Fragile Machines

  

So there’s a new book you may have heard about: When Breath Becomes Air, by the late Paul Kalanithi, a neurosurgeon who died of lung cancer last March. In the last year of his life he published several essays on facing cancer, the irony of being a doctor with a terminal illness, and the sadness of not being able to see his daughter grow up. And Paul worked on a book, shepherded to completion and publication by his wife Lucy. But I don’t think of him as Paul – I think of him as Pubby (his nickname). Because that’s how he was introduced to me twenty years ago.

Pubby and I had a lot of things in common. We were English majors, active members of the Stanford Band, wrote scripts for the Band’s field shows, and served terms as public relations director for the Band. This is an understatement, but he had a great sense of humor – it worked on levels from subtle and dry to completely over-the-top and crazy. We liked each other’s writing, and shared stories about crazy hate mail we responded to. I remember when he tried to bleach his hair, and the closest he could get was orange. I’ve heard he always wore fake mustaches for ID photos, and was known to randomly show up to events wearing a gorilla suit.

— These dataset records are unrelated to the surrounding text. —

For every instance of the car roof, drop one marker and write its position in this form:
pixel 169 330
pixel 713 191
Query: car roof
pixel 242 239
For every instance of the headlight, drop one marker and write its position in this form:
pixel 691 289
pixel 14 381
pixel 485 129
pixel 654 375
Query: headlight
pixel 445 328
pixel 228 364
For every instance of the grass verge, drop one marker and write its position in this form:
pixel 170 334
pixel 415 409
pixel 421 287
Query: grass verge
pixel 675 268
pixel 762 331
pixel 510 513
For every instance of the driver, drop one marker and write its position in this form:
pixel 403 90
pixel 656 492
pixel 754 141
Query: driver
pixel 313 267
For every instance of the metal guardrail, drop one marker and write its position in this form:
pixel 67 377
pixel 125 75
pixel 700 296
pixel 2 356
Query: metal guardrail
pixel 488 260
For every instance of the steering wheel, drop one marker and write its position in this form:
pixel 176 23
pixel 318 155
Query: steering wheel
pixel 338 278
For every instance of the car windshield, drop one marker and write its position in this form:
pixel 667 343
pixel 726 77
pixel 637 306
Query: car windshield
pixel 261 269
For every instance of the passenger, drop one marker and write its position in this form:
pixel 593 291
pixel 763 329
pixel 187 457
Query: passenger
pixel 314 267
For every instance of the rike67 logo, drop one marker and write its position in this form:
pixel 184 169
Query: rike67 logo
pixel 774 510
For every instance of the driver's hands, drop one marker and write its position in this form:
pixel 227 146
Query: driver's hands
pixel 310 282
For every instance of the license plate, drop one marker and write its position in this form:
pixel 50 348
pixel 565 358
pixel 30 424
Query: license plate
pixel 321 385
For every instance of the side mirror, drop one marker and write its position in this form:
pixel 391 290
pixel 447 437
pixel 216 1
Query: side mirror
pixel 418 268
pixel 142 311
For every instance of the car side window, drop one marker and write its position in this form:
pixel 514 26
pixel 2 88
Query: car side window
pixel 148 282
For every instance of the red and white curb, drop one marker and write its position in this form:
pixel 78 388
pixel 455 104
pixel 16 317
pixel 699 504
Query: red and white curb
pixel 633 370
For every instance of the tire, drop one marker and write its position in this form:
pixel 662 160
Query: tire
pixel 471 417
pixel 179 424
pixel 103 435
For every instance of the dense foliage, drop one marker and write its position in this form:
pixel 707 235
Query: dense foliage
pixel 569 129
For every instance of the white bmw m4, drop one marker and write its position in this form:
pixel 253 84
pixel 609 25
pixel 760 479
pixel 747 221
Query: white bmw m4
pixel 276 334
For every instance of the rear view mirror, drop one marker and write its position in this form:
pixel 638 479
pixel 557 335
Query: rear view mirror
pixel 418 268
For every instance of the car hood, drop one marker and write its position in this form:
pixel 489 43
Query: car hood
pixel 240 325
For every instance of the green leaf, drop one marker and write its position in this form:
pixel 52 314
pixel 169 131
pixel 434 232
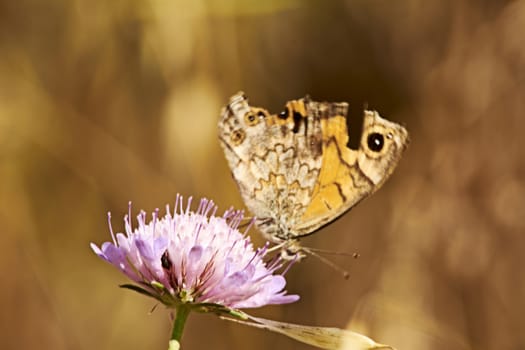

He had another side, it turns out. Besides majoring in English, he also majored in human biology, and like many of my band friends, eventually became a doctor (by the way, majoring in Hum Bio alone is tough, without a reading-heavy major like English on top of it). He returned to the Bay Area, working as a neurosurgeon at the Stanford hospital. And the rest you know, or you will when you read his book. We weren’t close friends, and I hadn’t seen him in person in about ten years, but the news of his illness hit me harder than I expected. Reading his moving words made it a little easier to think of his impending death, if only because I could see how his various and disparate talents had melded in this perfect, tragic, way. 

One thing that will really get you is when Pubby writes about his and Lucy’s daughter, who was born in the last year of his life. He knew he wouldn’t have much time with her, but he was determined to enjoy all the time he had. I look at my children and wonder if I have made the most of my time with them – how they would remember me if they were suddenly to lose me. Pubby was the third person from my era of the LSJUMB to pass away in a span of about a year (all from cancer), prompting me (and many of my friends, I’m sure) to dwell on my own mortality. But Pubby’s writing, I think, will not cause us to become obsessed with our deaths, but our lives: is what we’re doing worth doing? What is the best use we can make of the time we have left, however much time that is? What are the things that are really most important to us? I hope his book will help you find the answers to these questions. Snowden’s secret in Catch-22 is that man is matter, that we are fragile machines prone to destruction. Pubby’s secret is that despite that fragility, man can matter – we can choose to make a difference in this world before our own fragile machines break down, and our breath becomes air.